Molecular Biology Terms Starting With H

Histone Modification is the covalent addition or removal of chemical groups, including acetyl, methyl, phosphate, ubiquitin, and SUMO, to specific amino acid residues on histone tail domains, altering chromatin structure and gene expression.

Histone acetyltransferases add acetyl groups to lysine residues, neutralizing their positive charge and loosening chromatin compaction to promote transcription; histone deacetylases reverse this by removing acetyl groups and restoring a more repressive chromatin state. Methylation at different positions carries distinct regulatory meanings: H3K4me3 marks active promoters, H3K27me3 marks Polycomb-repressed genes, and H3K9me3 is associated with constitutive heterochromatin at centromeres and repetitive elements. A single histone tail can carry multiple simultaneous modifications, and the combination of marks, sometimes called the histone code, is read by effector proteins containing specialized domains such as bromodomains, which recognize acetyl-lysine, and chromodomains, which recognize methyl-lysine.

Histone phosphorylation at H3 serine 10 rises sharply during mitosis and is used as a cytological marker of cell division. Dysregulation of histone-modifying enzymes drives many cancers; EZH2, the methyltransferase that deposits H3K27me3, is overexpressed in diffuse large B-cell lymphoma and is the target of the approved drug tazemetostat.
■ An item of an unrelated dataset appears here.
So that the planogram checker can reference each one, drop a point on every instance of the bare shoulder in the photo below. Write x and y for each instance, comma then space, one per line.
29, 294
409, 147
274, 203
Homologous Recombination is a high-fidelity DNA repair and exchange pathway that uses a homologous DNA sequence as a template to repair breaks or generate genetic recombination.

The pathway begins when broken DNA ends are resected to create 3-prime single-stranded overhangs that can search for homology. RAD51 coats these overhangs to form a nucleoprotein filament, assisted by BRCA2 in mammalian cells, and promotes strand invasion into an intact homologous duplex. DNA polymerase then extends the invading strand using the intact sequence as a template, after which the joint molecule is resolved to restore continuity.
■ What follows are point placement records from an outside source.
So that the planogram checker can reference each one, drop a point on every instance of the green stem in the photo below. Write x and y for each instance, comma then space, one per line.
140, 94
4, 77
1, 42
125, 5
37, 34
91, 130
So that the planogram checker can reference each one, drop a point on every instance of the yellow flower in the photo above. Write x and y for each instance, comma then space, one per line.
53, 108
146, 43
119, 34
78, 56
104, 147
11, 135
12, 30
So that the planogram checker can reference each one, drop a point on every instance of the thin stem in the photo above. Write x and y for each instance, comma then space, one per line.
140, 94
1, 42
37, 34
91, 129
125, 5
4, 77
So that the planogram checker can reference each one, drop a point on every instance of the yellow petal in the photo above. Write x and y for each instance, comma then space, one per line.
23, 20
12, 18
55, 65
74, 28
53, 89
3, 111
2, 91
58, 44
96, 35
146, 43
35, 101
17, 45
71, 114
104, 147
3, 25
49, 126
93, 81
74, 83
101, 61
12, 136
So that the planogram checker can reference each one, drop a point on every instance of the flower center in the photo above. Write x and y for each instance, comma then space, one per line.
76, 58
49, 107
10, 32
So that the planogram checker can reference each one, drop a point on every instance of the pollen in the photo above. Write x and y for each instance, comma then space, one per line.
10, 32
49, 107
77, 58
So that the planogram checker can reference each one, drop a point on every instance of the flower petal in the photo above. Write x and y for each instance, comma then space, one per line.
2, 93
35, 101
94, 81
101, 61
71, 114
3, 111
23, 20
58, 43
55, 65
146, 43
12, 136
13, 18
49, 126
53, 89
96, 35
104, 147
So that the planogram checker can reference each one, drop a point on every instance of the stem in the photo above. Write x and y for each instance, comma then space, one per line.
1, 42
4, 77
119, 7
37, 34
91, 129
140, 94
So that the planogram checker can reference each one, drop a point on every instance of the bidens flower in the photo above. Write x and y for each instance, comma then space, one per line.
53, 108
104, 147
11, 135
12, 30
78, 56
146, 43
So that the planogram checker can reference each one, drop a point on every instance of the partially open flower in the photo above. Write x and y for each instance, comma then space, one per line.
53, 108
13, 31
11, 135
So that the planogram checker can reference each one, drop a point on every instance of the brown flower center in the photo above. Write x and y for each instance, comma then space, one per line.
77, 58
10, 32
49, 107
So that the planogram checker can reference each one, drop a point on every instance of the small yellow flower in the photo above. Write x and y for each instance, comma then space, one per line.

Homologous recombination is most active in S and G2 phases, when a sister chromatid is available, and defects in BRCA1, BRCA2, PALB2, or RAD51 paralogs compromise repair and increase cancer susceptibility.
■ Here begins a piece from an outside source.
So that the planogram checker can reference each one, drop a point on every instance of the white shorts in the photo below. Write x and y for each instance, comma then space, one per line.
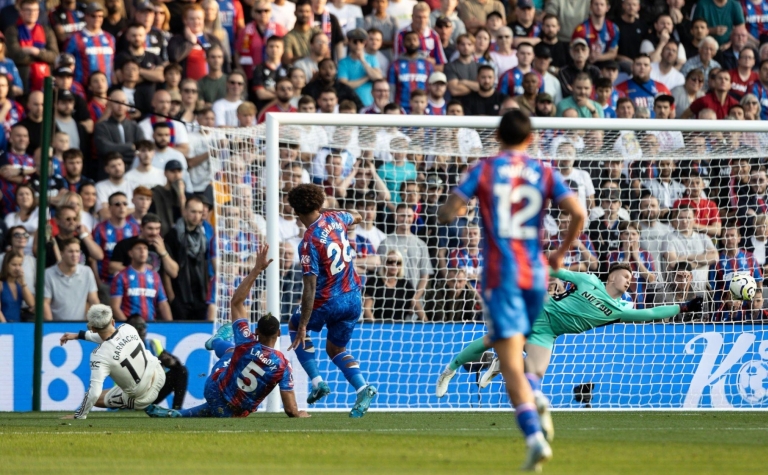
116, 398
Hybridization is the formation of a stable double-stranded nucleic acid duplex between two complementary single-stranded sequences through Watson-Crick base pairing.

Duplex stability depends on base-pair complementarity, strand length, temperature, salt concentration, and the presence of denaturing agents such as formamide. Researchers adjust these stringency conditions to permit only perfectly matched sequences to remain paired, or to tolerate mismatches when detecting related but non-identical sequences. At high stringency, a single mismatched base pair in a 20-nucleotide probe can reduce binding affinity by more than tenfold, giving hybridization-based assays their diagnostic precision.

Southern blotting, fluorescence in situ hybridization, and DNA microarrays all exploit this specificity to detect particular sequences in complex biological samples. A standard diagnostic hybridization probe for detecting a pathogen typically requires at least 15 to 20 consecutive complementary nucleotides to form a stable duplex at physiological salt concentrations.